Lemieux has been transitioning over the past year, and since this school year has started, pictures of her sporting large triple-Z prosthetic breasts under a tight shirt along with bike shorts have gone viral on Twitter. Having a tight shirt over large breasts with nipples poking through would normally violate school board dress codes, but in the case of Lemieux, the Director of the Halton District School Board is defending her.

Lemieux has become the poster T-Girl of every right-wing news outlet that appears to exist, right up to Fox News where it surfaced on Tucker Carlson on September 19, where Carlson hyperbolically called the situation “an attack on your children”. It even crossed the Atlantic to Britain’s Daily Mail. About the only thing to come out of the situation is to provide a “red meat” issue for consumers of right wing media. Other media appear to be ignoring it. While Lemieux appears prominently on Know Your Meme, information is lacking as to how much this is trending, exactly. Overall, it doesn’t appear to be a big deal on the internet generally.

The protest had more police and jounralists than the actual protestor, of which there was one. (Toronto Sun)
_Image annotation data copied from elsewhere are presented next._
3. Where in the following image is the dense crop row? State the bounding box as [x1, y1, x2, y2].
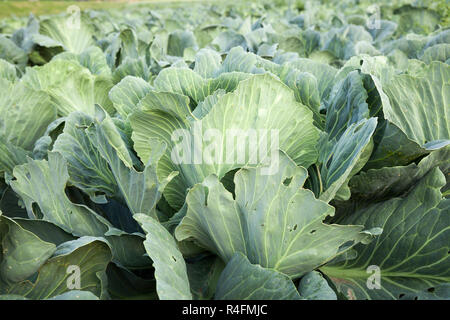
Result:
[0, 0, 450, 299]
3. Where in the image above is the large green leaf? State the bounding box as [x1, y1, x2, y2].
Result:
[214, 252, 300, 300]
[33, 13, 94, 54]
[321, 168, 450, 299]
[11, 153, 109, 236]
[134, 214, 192, 300]
[88, 109, 176, 218]
[175, 154, 366, 278]
[53, 112, 118, 196]
[320, 118, 377, 202]
[0, 83, 56, 150]
[349, 146, 450, 201]
[5, 237, 111, 299]
[22, 59, 107, 116]
[298, 271, 337, 300]
[130, 74, 318, 208]
[0, 215, 56, 282]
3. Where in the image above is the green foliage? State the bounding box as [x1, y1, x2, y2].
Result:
[0, 0, 450, 300]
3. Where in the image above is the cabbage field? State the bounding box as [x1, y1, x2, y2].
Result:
[0, 0, 450, 300]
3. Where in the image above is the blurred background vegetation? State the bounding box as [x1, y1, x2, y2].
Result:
[0, 0, 205, 19]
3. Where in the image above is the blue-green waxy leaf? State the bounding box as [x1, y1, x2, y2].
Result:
[321, 168, 450, 299]
[0, 82, 56, 150]
[88, 110, 176, 218]
[325, 71, 369, 141]
[134, 214, 192, 300]
[11, 153, 109, 236]
[298, 271, 337, 300]
[130, 74, 319, 209]
[320, 118, 377, 202]
[214, 252, 300, 300]
[33, 17, 94, 54]
[0, 215, 56, 282]
[53, 112, 118, 196]
[175, 154, 372, 278]
[109, 76, 151, 119]
[0, 237, 111, 299]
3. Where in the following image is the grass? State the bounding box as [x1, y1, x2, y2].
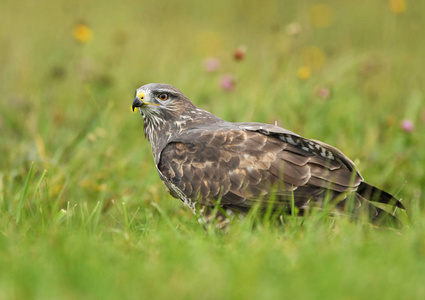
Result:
[0, 0, 425, 299]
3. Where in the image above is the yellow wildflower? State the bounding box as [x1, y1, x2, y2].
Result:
[72, 23, 93, 43]
[388, 0, 406, 15]
[297, 66, 311, 81]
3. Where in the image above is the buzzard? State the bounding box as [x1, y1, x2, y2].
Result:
[132, 83, 404, 221]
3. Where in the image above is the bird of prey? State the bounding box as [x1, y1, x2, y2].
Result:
[132, 83, 404, 221]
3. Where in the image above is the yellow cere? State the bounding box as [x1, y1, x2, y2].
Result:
[136, 92, 145, 100]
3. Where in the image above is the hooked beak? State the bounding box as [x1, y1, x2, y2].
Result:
[131, 97, 145, 111]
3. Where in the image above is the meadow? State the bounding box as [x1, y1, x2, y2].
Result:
[0, 0, 425, 300]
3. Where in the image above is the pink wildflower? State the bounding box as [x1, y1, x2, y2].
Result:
[204, 57, 221, 72]
[401, 119, 415, 132]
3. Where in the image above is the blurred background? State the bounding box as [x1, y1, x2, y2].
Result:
[0, 0, 425, 209]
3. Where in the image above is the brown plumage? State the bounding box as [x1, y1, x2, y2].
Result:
[133, 83, 404, 224]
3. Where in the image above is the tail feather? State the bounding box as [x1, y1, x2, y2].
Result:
[356, 182, 406, 210]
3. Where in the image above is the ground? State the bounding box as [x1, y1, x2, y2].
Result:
[0, 0, 425, 299]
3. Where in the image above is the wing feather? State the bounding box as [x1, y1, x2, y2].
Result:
[158, 127, 362, 208]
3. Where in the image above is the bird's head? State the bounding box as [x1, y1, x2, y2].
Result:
[132, 83, 194, 122]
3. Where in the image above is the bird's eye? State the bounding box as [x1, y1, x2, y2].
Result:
[158, 94, 168, 101]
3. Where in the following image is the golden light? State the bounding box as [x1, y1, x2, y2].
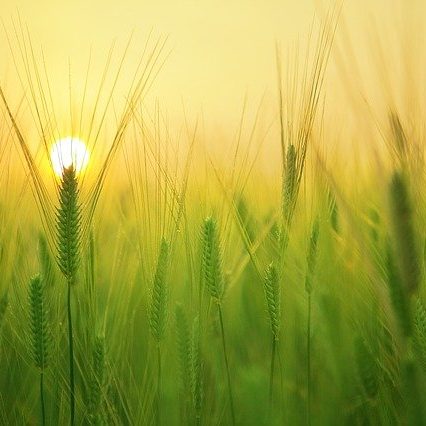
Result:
[50, 136, 90, 176]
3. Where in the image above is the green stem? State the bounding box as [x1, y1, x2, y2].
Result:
[217, 304, 235, 425]
[40, 370, 46, 426]
[67, 280, 75, 426]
I was able to finally find a Canadian article from The Toronto Sun, (still a right-wing publication, I know — and an opinion piece besides) where they report that the anticipated protest which was to happen at OTHS this Monday past was attended by exactly one person who would not give his name to the reporters, but eventually identified himself as a former OTHS student. The Sun columnist admits that the situation really didn’t cause much of a stir other than questions being asked of the board and administators, and that most of what could be called outrage was online. The online people may well be from out of the province and most likely from the States, where the right wing press was foaming at the mouth over it. It still didn’t stop the Sun columnist, Anthony Furey, from trying to hyperbolize it into something outrageous, even though not many people from the actual school experienced any emotion that you could say rose to the level of outrage. There were discussions, there were questions, there were concerns for sure. But it appears that is as far as it’s getting.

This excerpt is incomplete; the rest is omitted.